- Occupation: Sports agent

= C. Lamont Smith =

American football sports agent

Charles Lamont Smith is an American football sports agent, the founder and president of sports and entertainment representation firm All Pro Sports and Entertainment. Black Enterprise selected him as one of the top 50 black sports professionals in the country.
Smith has been described by The New York Times as one of the most powerful sports agents in the country.
Smith was honored by the Black Sports Agents Association as Agent of the Year in July 2001.

==Biography==

Smith graduated magna cum laude from Clark Atlanta University.
Smith worked for a time at the Atlanta television station WATL-TV as a production assistant; he also ushered at Atlanta Hawks basketball games.
Smith decided to go back to school and graduated from Howard University Law School in 1984. Smith worked at the Denver law firm of Gorsuch, Kirgis, Campbell, Walker & Grover for three years in their sports marketing branch.

Smith started All Pro Sports and Entertainment (APSE) with $10,000 of his own money and $100,000 from an investor. In 1991, APSE grossed an estimated $2 million in revenues ($ adjusted for inflation).

==Clients==

Smith represented former Tennessee Titans running back Eddie George, and negotiated him a six-year, $42 million contract that made him the highest-paid running back in the NFL. He represented Jerome Bettis with the Pittsburgh Steelers and got him a six-year $30 million contract extension; he represented Trevor Pryce, whose seven-year, $70 million deal with the Denver Broncos made him the highest-paid NFL defensive player As of 2000.
Smith's firm has represented Barry Sanders (retired, Detroit Lions), Kevan Barlow (running back, San Francisco 49ers), Willie Roaf (offensive tackle, New Orleans Saints), Derrick Alexander (wide receiver, Kansas City Chiefs), Chad Brown (linebacker, Seattle Seahawks), Jason Gildon (linebacker, Pittsburgh Steelers), Pierre Thomas (Star running back/kickoff-returner for the New Orleans Saints) and others.

==Racial equity in sports representation==

USA Today calls Smith a pioneer.
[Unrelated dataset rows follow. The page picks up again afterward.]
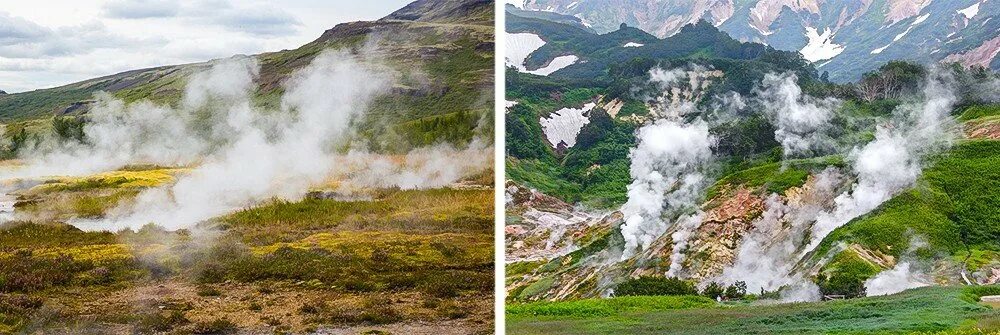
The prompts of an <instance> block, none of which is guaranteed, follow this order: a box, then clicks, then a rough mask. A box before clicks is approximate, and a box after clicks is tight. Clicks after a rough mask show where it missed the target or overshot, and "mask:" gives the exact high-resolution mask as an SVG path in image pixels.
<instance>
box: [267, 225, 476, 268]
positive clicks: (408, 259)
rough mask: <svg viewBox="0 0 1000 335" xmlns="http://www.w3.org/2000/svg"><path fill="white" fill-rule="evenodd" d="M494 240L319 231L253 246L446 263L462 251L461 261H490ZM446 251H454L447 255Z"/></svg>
mask: <svg viewBox="0 0 1000 335" xmlns="http://www.w3.org/2000/svg"><path fill="white" fill-rule="evenodd" d="M492 246H493V243H492V240H491V239H490V238H489V236H484V235H473V234H455V233H446V234H435V235H415V234H405V233H397V232H338V233H319V234H314V235H311V236H309V237H306V238H304V239H302V240H299V241H296V242H291V243H276V244H272V245H268V246H262V247H256V248H253V249H252V250H253V253H254V254H256V255H258V256H260V255H265V254H269V253H273V252H275V251H276V250H278V249H280V248H283V247H287V248H296V249H304V250H308V249H315V248H320V249H325V250H351V251H352V252H355V253H362V254H365V253H372V252H376V251H378V252H384V253H385V254H386V255H387V256H388V257H392V258H394V259H397V260H401V261H404V262H407V263H410V264H445V263H450V262H453V261H455V259H454V258H455V257H456V255H457V254H461V256H460V257H461V258H462V259H463V260H464V261H472V262H490V261H491V260H492V258H493V247H492ZM449 250H453V251H454V254H450V255H449Z"/></svg>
Smith serves on the advisory board of the Black Entertainment and Sports Lawyers Association, an organization trying to increase minority participation in sports and entertainment.
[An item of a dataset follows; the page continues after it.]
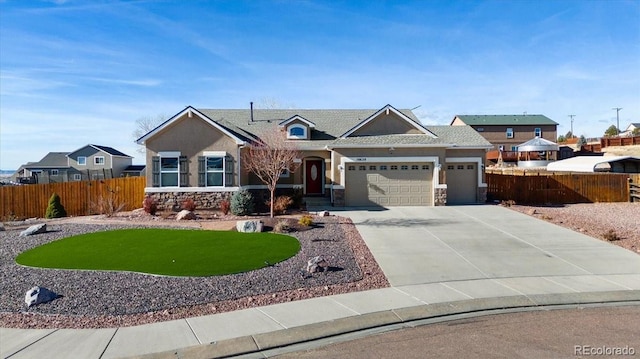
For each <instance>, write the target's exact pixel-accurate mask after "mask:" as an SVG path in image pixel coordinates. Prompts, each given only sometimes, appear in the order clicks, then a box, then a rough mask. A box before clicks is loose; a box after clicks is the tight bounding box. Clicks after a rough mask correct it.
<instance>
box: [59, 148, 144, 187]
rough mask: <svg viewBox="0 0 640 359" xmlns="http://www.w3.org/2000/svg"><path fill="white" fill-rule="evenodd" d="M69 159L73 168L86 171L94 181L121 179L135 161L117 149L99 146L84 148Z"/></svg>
mask: <svg viewBox="0 0 640 359" xmlns="http://www.w3.org/2000/svg"><path fill="white" fill-rule="evenodd" d="M67 157H68V158H69V165H70V166H71V167H73V168H76V169H78V170H80V171H85V172H86V173H87V174H88V176H89V178H90V179H92V180H94V179H102V178H114V177H120V175H121V174H122V172H123V171H124V170H125V169H126V168H127V167H129V166H131V162H132V159H133V157H131V156H129V155H126V154H124V153H122V152H120V151H118V150H116V149H115V148H112V147H107V146H99V145H86V146H83V147H81V148H79V149H77V150H75V151H73V152H71V153H69V154H68V155H67Z"/></svg>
Smith expressed frustration that although 14 of the 15 players selected in the first round of the 2004 NFL draft were black, only one selected a black agent to represent him. "What kind of message are we sending to African-American athletes when on the first day of the draft they turn on the TV and all they see are white guys in decision-making roles?" Smith said in an interview with ESPN. "The mentality of the player and decision-maker has to change," he said. "It can only change through education—becoming aware that if you get someone competent to do your deals, no matter their skin color, you'll pretty much be OK. But you have to give African-Americans a chance to come in and compete for the business."